The Rachel Carson Council is the group Carson, while dying of cancer as she wrote Silent Spring, asked her friends and colleagues to create to carry on her work after her death. Its mission and values derive from Carson’s ethic of environmental justice. It is why, Musil said, the RCC educates and organizes around the harm to people, animals, and ecosystems in places like North Carolina. In the TarHeel state animal factory farms, fracked natural gas pipelines and infrastructure, and the clear-cutting of forests to produce wood pellets to generate electricity are concentrated in only a few counties populated primarily by low-income communities with disproportionate numbers of African Americans, Latinos and indigenous people like the Lumbee Nation.
Musil urged his listeners to follow in the tradition of Rev. Gilbert White, of Rachel Carson and of Dr. Martin Luther King, to care for the “other” and to fight for justice – environmental justice. Quoting Dr. King, who drew on the words of the abolitionist minister Rev.
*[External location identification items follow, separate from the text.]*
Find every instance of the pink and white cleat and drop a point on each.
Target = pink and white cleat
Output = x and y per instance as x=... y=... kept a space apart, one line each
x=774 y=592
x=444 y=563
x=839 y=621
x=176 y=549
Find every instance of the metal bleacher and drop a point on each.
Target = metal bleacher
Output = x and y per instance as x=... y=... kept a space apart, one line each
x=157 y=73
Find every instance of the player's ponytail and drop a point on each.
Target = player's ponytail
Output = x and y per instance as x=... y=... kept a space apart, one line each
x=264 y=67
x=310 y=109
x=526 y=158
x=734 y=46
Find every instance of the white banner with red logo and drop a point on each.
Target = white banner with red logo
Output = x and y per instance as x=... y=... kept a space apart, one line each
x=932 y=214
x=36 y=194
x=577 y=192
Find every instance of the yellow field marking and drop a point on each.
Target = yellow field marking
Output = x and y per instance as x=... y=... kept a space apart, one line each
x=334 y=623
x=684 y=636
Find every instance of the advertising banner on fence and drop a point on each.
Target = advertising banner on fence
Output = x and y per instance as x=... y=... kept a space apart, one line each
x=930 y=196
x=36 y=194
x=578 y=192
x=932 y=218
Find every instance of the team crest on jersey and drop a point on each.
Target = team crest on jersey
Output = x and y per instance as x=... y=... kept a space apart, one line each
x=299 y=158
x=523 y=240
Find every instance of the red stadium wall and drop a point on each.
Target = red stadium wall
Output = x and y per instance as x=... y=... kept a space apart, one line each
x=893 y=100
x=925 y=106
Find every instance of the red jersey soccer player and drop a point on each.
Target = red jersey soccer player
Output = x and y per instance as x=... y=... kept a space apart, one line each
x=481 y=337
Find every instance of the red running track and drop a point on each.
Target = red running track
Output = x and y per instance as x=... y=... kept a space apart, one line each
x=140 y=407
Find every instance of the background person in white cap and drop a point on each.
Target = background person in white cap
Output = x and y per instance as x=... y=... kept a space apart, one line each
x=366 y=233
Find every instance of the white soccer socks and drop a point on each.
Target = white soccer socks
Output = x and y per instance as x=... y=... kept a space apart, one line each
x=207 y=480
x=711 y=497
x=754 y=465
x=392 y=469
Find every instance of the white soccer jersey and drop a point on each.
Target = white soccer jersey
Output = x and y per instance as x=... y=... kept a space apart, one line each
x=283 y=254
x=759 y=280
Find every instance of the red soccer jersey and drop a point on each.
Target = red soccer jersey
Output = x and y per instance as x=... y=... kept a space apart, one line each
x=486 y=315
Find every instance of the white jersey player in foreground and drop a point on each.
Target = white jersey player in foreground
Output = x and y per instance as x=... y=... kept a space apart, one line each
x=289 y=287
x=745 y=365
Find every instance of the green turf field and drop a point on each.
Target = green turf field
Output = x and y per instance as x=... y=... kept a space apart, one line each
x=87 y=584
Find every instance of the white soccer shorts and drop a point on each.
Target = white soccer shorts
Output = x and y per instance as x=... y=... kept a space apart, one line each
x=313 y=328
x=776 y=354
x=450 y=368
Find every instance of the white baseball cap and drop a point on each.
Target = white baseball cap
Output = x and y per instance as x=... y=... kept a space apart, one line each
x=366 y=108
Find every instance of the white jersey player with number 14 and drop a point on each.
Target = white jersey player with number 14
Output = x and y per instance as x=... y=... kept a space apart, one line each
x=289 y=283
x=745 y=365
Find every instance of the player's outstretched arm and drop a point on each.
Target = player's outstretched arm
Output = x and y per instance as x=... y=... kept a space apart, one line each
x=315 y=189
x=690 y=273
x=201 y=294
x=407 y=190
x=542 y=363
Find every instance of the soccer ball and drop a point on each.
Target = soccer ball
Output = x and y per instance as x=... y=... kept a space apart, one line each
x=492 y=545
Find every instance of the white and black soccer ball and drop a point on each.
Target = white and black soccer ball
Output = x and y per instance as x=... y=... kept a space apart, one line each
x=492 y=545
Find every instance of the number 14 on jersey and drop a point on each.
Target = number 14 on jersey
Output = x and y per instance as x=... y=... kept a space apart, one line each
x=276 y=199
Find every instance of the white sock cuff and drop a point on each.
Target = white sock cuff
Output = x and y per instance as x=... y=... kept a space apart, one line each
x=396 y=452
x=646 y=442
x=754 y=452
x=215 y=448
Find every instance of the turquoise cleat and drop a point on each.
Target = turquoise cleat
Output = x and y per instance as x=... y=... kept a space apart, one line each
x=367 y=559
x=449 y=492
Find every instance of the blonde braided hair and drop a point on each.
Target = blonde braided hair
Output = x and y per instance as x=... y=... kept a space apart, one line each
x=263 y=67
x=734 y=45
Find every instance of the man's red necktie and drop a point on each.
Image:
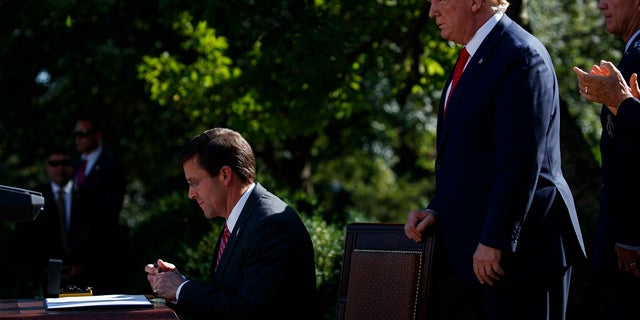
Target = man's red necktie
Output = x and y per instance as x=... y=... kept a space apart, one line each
x=223 y=243
x=457 y=72
x=80 y=174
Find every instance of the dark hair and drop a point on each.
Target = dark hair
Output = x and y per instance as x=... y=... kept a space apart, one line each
x=93 y=118
x=56 y=149
x=220 y=147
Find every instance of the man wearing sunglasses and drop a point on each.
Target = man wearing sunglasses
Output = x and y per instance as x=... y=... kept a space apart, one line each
x=100 y=182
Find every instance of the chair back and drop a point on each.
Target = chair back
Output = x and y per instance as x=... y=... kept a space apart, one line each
x=385 y=275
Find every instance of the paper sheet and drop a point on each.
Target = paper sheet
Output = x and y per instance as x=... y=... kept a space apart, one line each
x=99 y=301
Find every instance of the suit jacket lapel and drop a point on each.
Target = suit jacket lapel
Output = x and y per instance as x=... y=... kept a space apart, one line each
x=237 y=232
x=474 y=66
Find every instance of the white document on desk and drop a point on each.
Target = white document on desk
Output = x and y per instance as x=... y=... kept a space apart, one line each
x=99 y=301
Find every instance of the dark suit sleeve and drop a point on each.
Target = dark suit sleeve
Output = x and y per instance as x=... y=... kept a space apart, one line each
x=270 y=273
x=627 y=229
x=522 y=118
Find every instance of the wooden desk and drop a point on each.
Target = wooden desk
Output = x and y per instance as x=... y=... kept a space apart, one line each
x=34 y=309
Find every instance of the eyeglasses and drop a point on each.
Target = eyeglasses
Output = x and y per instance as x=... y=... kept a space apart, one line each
x=56 y=163
x=196 y=183
x=82 y=133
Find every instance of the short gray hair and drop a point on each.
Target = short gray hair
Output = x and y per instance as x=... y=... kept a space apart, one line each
x=498 y=5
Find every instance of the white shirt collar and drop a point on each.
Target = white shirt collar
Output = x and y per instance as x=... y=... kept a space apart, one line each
x=475 y=42
x=92 y=158
x=235 y=212
x=67 y=188
x=633 y=38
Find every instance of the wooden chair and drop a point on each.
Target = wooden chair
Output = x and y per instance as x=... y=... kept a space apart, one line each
x=385 y=275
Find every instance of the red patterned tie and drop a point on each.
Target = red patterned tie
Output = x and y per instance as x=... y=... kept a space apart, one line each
x=81 y=169
x=457 y=72
x=223 y=243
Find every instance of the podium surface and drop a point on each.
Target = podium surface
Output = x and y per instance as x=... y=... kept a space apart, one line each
x=35 y=309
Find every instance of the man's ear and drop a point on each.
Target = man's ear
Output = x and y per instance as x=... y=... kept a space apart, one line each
x=477 y=5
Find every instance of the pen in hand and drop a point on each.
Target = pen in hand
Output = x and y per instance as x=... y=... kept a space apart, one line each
x=155 y=265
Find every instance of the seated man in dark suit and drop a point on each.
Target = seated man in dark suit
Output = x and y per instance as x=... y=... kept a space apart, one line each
x=263 y=267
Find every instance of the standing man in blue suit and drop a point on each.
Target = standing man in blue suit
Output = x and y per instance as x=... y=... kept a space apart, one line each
x=100 y=187
x=505 y=212
x=265 y=269
x=617 y=246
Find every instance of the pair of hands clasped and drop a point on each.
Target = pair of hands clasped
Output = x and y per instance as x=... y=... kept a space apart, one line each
x=486 y=260
x=164 y=279
x=605 y=84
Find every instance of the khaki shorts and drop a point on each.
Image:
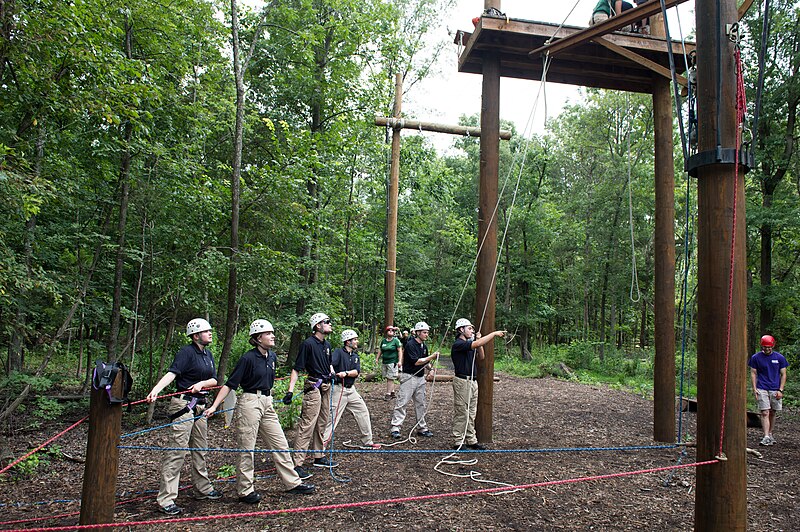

Theodore Parker, that “the moral arc of the universe bends long, but it bends toward justice,” Musil ended with an emotional call to work for justice. The moral arc, Musil intoned, does not bend from principles of physics, but only by the commitment and work of those who choose to exert their power to bend that arc toward justice.
After his talk and discussion, Dr. Musil added dozens of members to the RCC, signed copies of two of his books, Rachel Carson and Her Sisters and Washington in Spring: A Nature Journal for a Changing Capitol, attended the Sunday service sitting not far from the pew where Abraham Lincoln would come to St. John’s in the evening to seek quiet and solace, and met for lunch with members of the Creation Care committee.